What to expect in the new financial year
The 2019 financial year (FY19) was an eventful 12-month period for property markets around the country. Royal commissions, elections, interest rates and global economic events all had an influence on real estate owners and buyers over the course of the year. Positively, now these events have concluded, looking forward to FY20 there are signs of a rebound in confidence for property buyers, and markets are expected to benefit from this.
What to expect in FY20
Recent indicators point to a more optimistic outlook for real estate markets over the coming 12-months. It appears that the cessation of property tax policy uncertainty has led to an uptick in certainty and confidence from property buyers, particularly investors. This has been evident in a higher number of enquiries and open home attendances which has also resulted in stronger auction clearance rates.
We expect upgraders, first home buyers and investors to continue to pick up momentum over the year as mortgage rates become cheaper and listings rise in line with the traditional spring selling period.

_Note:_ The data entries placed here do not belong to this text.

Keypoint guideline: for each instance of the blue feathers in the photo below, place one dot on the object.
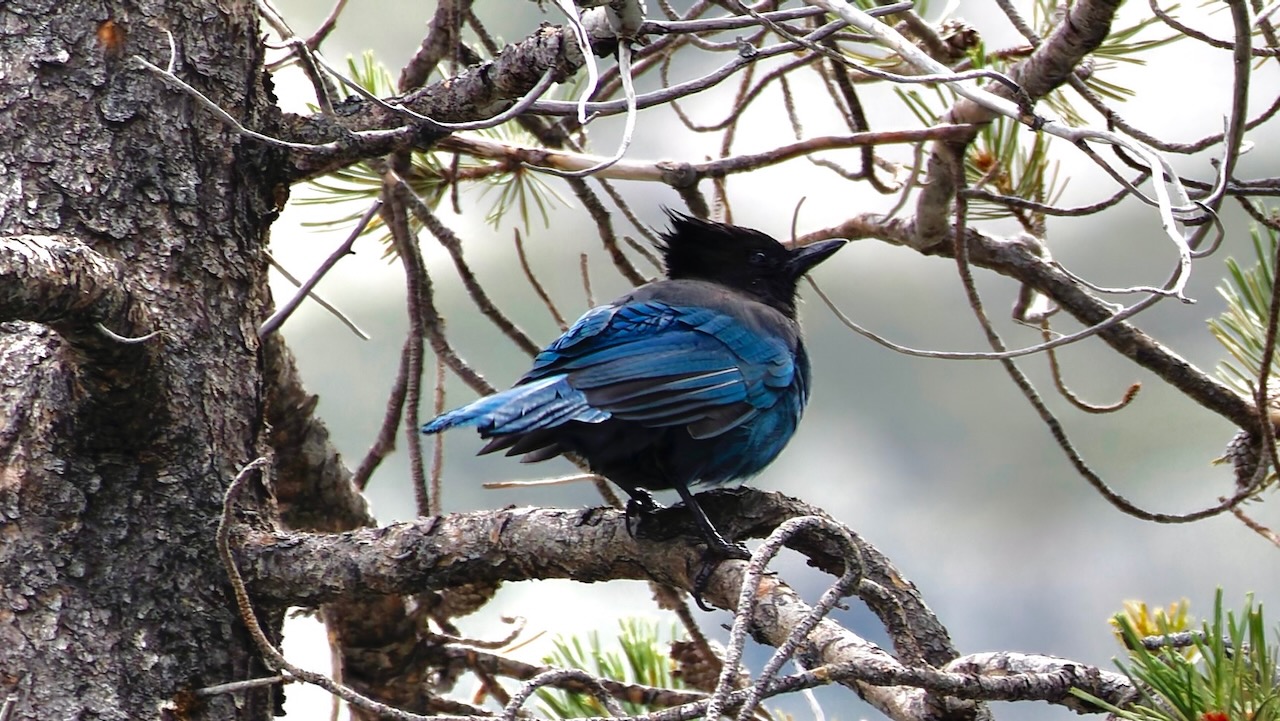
(544, 404)
(699, 378)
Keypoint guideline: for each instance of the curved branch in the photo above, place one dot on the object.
(1016, 260)
(1082, 31)
(512, 544)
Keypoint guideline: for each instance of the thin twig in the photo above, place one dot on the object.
(385, 441)
(342, 318)
(538, 287)
(282, 314)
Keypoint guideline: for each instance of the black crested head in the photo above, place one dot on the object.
(745, 260)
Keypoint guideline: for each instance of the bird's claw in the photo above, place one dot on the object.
(639, 512)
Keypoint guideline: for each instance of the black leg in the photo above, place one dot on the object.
(717, 548)
(640, 509)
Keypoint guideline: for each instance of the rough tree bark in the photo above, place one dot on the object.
(124, 206)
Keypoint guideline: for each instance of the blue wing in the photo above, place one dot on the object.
(644, 361)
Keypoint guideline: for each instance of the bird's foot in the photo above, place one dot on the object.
(717, 551)
(640, 514)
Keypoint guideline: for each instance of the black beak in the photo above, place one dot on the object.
(804, 259)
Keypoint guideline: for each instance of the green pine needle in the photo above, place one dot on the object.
(1242, 328)
(639, 658)
(357, 186)
(1230, 678)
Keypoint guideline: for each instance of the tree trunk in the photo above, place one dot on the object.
(128, 208)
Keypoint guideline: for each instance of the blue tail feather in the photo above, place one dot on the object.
(540, 404)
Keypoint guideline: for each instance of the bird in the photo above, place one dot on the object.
(698, 378)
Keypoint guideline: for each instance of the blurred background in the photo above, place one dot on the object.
(942, 465)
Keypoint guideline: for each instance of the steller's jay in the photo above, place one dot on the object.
(699, 378)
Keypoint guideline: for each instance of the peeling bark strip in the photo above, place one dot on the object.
(63, 283)
(123, 205)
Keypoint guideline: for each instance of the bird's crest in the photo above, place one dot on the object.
(741, 259)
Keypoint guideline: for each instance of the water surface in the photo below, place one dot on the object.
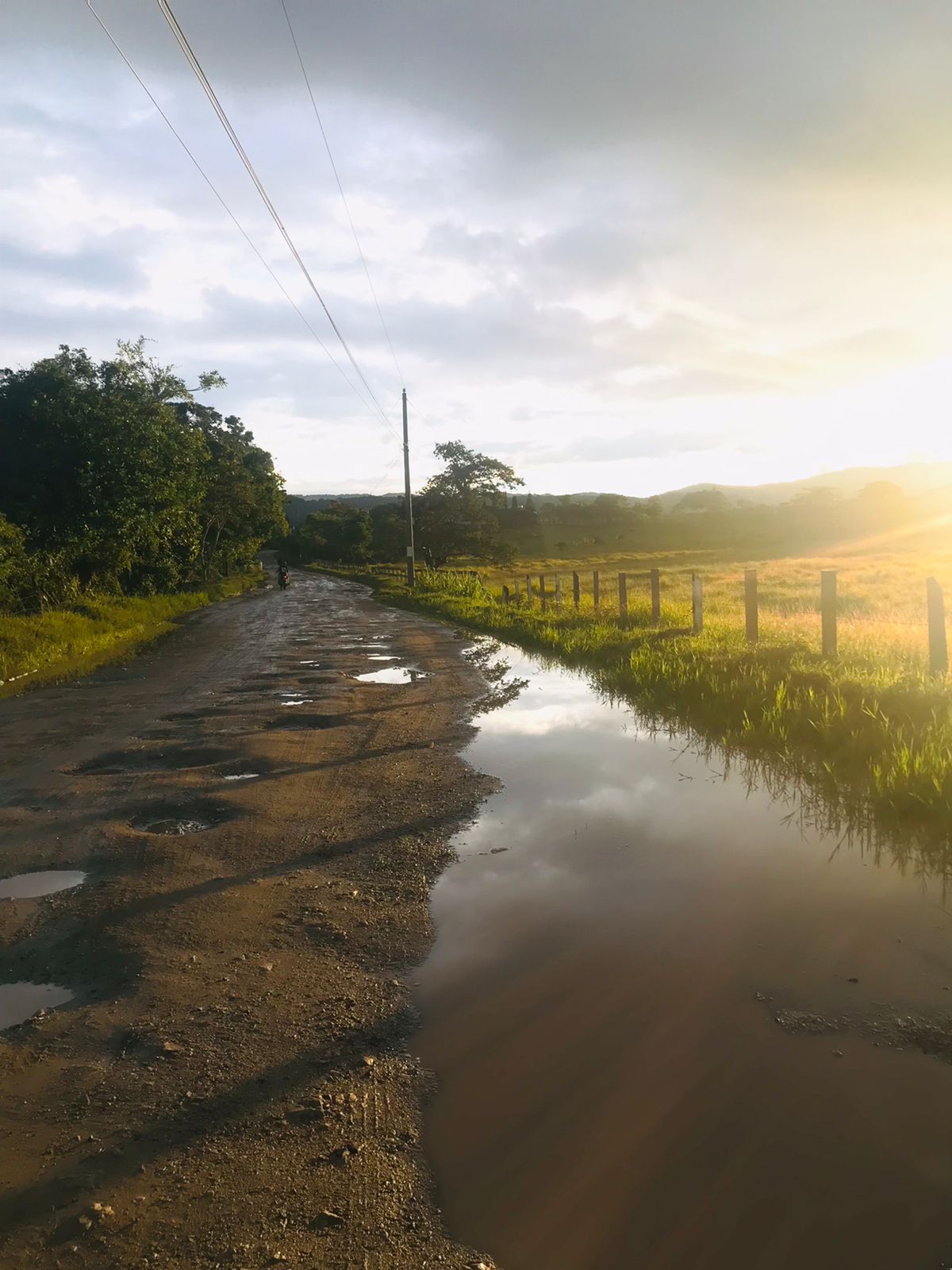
(21, 1001)
(44, 882)
(601, 1010)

One of the key drivers of higher market activity over FY20 will be interest rates. The RBA cut the official cash rate by 25 basis points in June and July to a record low of 1.00%.
The positive thing for mortgage holders is that the majority of banks and lenders have followed the RBA’s lead and reduced their rates. This will in turn increase mortgage affordability and will assist households looking to borrow more to upsize or renovate, or for first home buyers getting into the market.
The re-election of a Coalition federal government ensures that there will be no future changes to negative gearing and capital gain tax concessions applied to property. This now provides certainty and confidence for investors about how they structure their purchases. This increased confidence has already led to higher levels of investor interest and is set to push higher as banks get more comfortable with the new normal in terms of regulation and lending practices.
First home buyers
Many first home buyers have been sitting on the side lines, saving for a deposit, over recent years waiting for the right time to jump into the market. Interest rates at record lows, recent property price declines and a new federal government deposit scheme will ensure that first home buyers ramp up activity over FY20 to take advantage of the current market environment.
The current environment for those considering selling to upsize or downsize, is now highly positive. A number of banks are offering mortgage rates below 3.00% and post-election confidence from buyers has risen; however, listing numbers are yet to rise in line with the recent pickup in enquiry. This creates a captive market for savvy home owners looking to achieve a solid price for their home before the traditional spring selling period.